# how to change user from $ to their name when ssh login



## Bill James (Feb 28, 2017)

hello folks,

I am new to FreeBSD and need for help from advanced person here 
I have a trouble with ssh appearance in my machine. I using FreeBSD10.3-STABLE platform.
When I login the machine with ssh using root password, the machine print: *root@mymachine*
But when I login with user to machine (standard user that created by adduser) it's always print as "*$*" instead of: *user@mymachine*
Could someone help me, its confuse when multiple user are connect because when user do login by ssh, they print as "$" and no notice who they are.

Thanks,

Bill


----------



## SirDice (Feb 28, 2017)

Set your user's shell to tcsh(1), it has the same prompt.


----------



## Bill James (Feb 28, 2017)

SirDice...
Thank you for your help. i works...
I appreciate it ...


----------



## jdakhayman (Feb 28, 2017)

Also, For security sake.
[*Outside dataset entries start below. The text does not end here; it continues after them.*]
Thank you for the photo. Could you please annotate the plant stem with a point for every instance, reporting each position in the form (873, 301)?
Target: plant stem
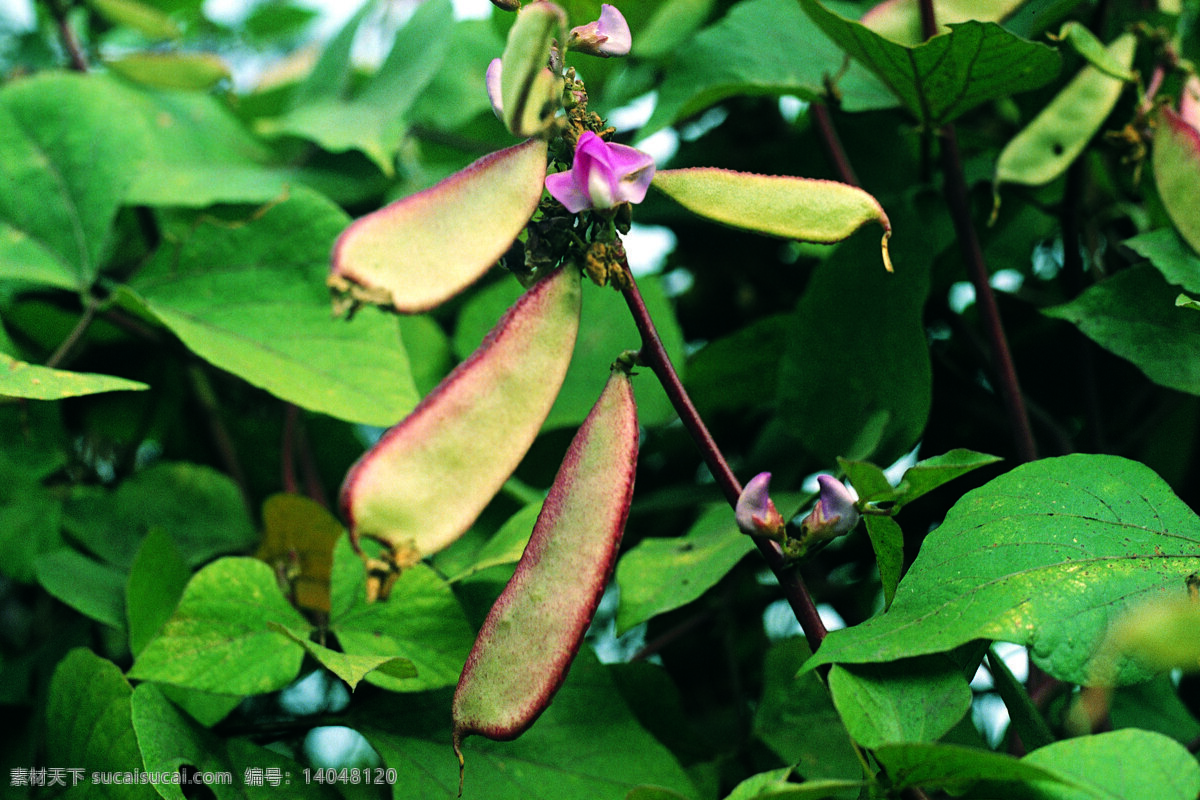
(959, 203)
(823, 120)
(655, 356)
(70, 41)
If this machine is open to the internet, please consider disabling direct root login from ssh. Allowing root login is dangerous. I also assume you are only using password authentication only as well.
This can leave you very vulnerable and open to attack and being comprised. Setup the use of RSA key authentication, here is a good guide in doing so https://www.digitalocean.com/commun...-key-based-authentication-on-a-freebsd-server Then, setup a user that is a part of the wheel group, then, either use sudo, or su when you need to elevate privileges.


----------